When we upload a file to an S3 bucket, we’ll know the upload was successful if an HTTP 200 code is returned. This is most important when uploading programmatically. If we do it manually, AWS will let us know if it succeeded or not.
We can expect 99.99% availability, but AWS only guarantees 99.9%. But it also guarantees 99.999999999% durability (11 x 9s). So we can be confident that our files will always be there.
There are specific “data consistency” rules:
Read after Write Consistency — when new files are uploaded, we can read the file immediately afterwards.
Eventual Consistency — when files are updated or deleted, immediately attempting to read the file afterwards may result in the old file content. It can take a short period of time (perhaps a few seconds or more) to propagate throughout AWS (replication, cache cleaning), which is why we may see the old file.

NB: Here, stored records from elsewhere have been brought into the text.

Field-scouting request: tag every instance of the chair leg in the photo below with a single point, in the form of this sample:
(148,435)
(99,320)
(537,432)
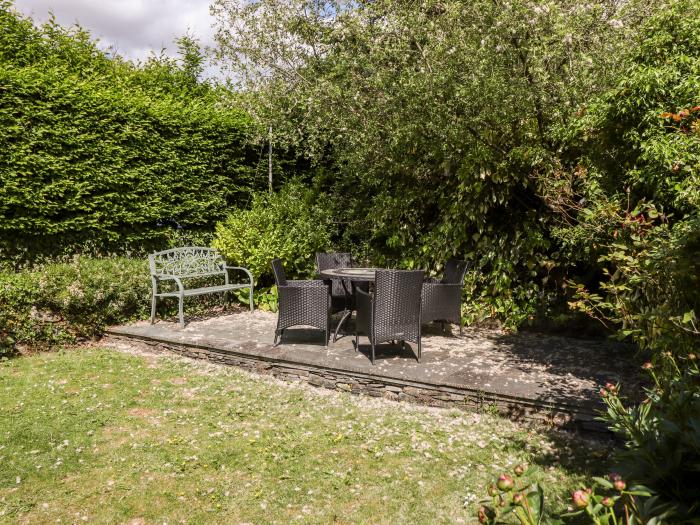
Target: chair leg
(181,312)
(153,309)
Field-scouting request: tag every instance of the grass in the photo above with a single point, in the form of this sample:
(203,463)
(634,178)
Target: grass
(96,435)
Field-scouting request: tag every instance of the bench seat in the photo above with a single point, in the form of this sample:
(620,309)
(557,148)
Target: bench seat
(178,265)
(205,290)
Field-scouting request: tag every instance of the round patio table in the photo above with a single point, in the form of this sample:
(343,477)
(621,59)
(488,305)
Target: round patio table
(355,275)
(351,274)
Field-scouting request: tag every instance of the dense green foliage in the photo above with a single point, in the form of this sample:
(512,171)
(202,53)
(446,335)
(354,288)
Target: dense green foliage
(639,175)
(95,150)
(555,144)
(437,117)
(287,224)
(60,303)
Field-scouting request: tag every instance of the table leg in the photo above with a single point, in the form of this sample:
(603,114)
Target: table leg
(346,316)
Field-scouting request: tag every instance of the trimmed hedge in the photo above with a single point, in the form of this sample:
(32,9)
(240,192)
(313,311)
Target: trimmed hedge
(97,151)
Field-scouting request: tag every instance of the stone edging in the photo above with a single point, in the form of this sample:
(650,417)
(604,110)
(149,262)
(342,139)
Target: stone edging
(377,386)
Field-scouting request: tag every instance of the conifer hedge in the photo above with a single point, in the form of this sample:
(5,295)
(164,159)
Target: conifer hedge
(97,151)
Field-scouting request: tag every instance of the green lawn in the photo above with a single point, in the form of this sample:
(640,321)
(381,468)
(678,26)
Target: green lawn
(99,436)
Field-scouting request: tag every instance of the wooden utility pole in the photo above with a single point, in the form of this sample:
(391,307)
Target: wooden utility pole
(269,162)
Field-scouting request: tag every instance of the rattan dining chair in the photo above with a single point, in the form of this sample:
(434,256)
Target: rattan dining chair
(300,303)
(442,300)
(392,311)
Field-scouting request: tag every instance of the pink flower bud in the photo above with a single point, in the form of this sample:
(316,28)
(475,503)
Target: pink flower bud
(619,484)
(580,499)
(505,482)
(485,514)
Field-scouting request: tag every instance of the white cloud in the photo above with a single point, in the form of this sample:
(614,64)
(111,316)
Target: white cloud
(135,28)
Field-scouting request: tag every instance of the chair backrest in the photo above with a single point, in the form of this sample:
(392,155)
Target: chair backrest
(397,297)
(455,271)
(329,261)
(278,269)
(189,261)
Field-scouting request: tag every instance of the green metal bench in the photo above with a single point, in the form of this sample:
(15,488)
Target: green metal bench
(191,262)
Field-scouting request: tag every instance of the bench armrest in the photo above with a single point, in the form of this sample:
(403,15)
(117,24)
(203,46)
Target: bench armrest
(250,275)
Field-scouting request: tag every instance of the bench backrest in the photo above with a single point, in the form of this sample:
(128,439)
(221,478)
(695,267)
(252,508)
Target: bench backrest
(190,261)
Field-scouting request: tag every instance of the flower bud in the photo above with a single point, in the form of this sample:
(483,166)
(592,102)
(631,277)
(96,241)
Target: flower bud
(485,514)
(505,482)
(580,499)
(611,388)
(520,469)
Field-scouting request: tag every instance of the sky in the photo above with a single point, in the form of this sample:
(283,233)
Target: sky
(133,27)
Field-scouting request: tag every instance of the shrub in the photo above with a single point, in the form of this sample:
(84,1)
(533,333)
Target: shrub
(61,303)
(289,224)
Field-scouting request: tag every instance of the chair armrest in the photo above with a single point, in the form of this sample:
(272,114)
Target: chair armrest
(155,278)
(247,272)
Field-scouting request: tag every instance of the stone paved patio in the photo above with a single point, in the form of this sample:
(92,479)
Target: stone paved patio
(552,373)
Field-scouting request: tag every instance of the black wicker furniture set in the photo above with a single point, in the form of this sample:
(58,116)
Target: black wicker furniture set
(390,305)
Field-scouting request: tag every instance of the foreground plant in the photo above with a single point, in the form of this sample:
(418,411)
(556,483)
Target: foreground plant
(611,502)
(514,496)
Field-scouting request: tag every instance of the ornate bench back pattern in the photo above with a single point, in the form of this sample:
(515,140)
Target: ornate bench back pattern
(192,261)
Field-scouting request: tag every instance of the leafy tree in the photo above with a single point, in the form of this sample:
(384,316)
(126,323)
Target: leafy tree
(435,117)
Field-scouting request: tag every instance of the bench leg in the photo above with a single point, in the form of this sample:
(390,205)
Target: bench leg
(153,309)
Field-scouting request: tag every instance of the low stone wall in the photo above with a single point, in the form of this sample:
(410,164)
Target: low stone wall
(388,388)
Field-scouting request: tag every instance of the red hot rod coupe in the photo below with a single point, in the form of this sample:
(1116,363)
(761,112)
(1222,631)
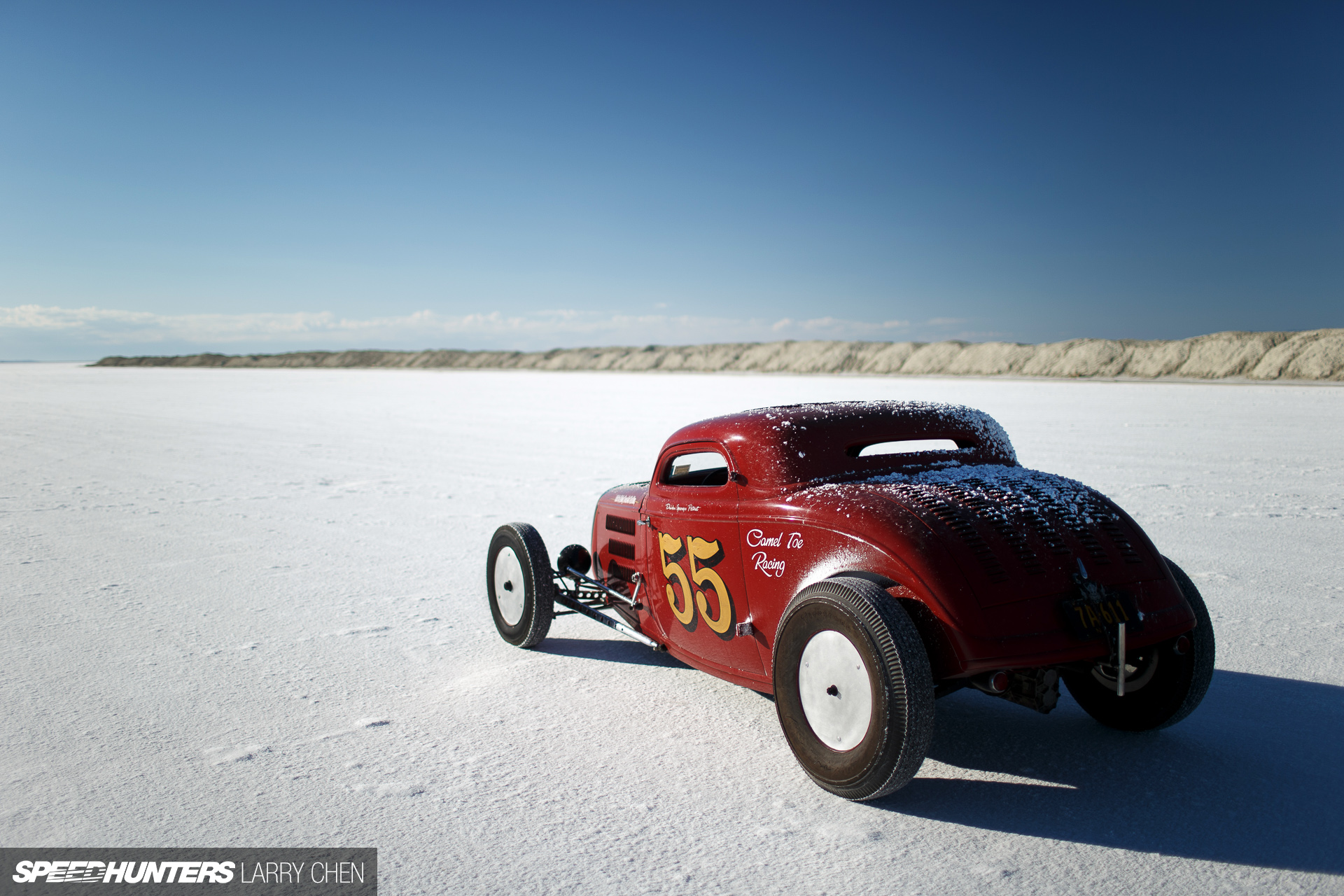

(Update, 2020-04-05: I originally mentioned that new files use POST and updates use PUT. But according to what I can gather from their docs and some online Q&A, POST is actually an alternate to PUT that enables browser-based uploads to S3. Parameters can either be passed via HTTP headers by using PUT, or passed via form fields by using POST, no matter if the object is new or being replaced. From what I can tell, S3 doesn't really "replace" objects per se, since versioning is an option.)
S3 supports tiered storage classes, which we can change on demand at the object level. We don’t specify a class at bucket creation time. Keep in mind, when we specify lifecycle rules, we do that at the bucket level, defining the lifecycle rules for the objects in that bucket:
S3 Standard (most common) is designed to sustain loss of 2 facilities concurrently, and has the best performance.
S3 IA (Infrequently Accessed) is lower cost, but we’re charged a retrieval fee.
S3 One Zone IA is a lower cost version of S3 IA, but it doesn’t require multiple zone resilience. It’s the only tier that’s just in one availability zone; all the others are replicated in 3 or more zones.
S3 Intelligent Tiering allows AWS to automatically move data to the most cost-effective tier using machine learning AI of usage patterns. For most buckets, I recommend using this, although it’s best for long-lived data with unpredictable access patterns.
S3 Glacier is a secure, durable, low cost archival tier, which allows for configurable retrieval times, from minutes to hours. It provides query-in-place functionality for data analysis of archived data.
S3 Glacier Deep Archive is the lowest cost tier, but it requires up to 12 hour retrieval time. This is great for archived data that doesn’t need to be readily available.
S3 RRS is Reduced Redundancy Storage, but is being phased out. It appears to be similar to S3 One Zone IA.
The prices we’re charged (covered in another article) using S3 is based on:
- Storage Management
- Data Transfer
- Transfer Acceleration, which enables fast transfer to distant locations by using CloudFront edge locations, making use of backbone networks (much larger network “pipes”).
- Cross Region Replication, which automatically replicates to another region bucket for disaster recovery purposes.
- We can also configure buckets to require the requester pay for access.
- If we have multiple accounts under an Organization, S3 offers us volume discounts when we enable Consolidated Billing.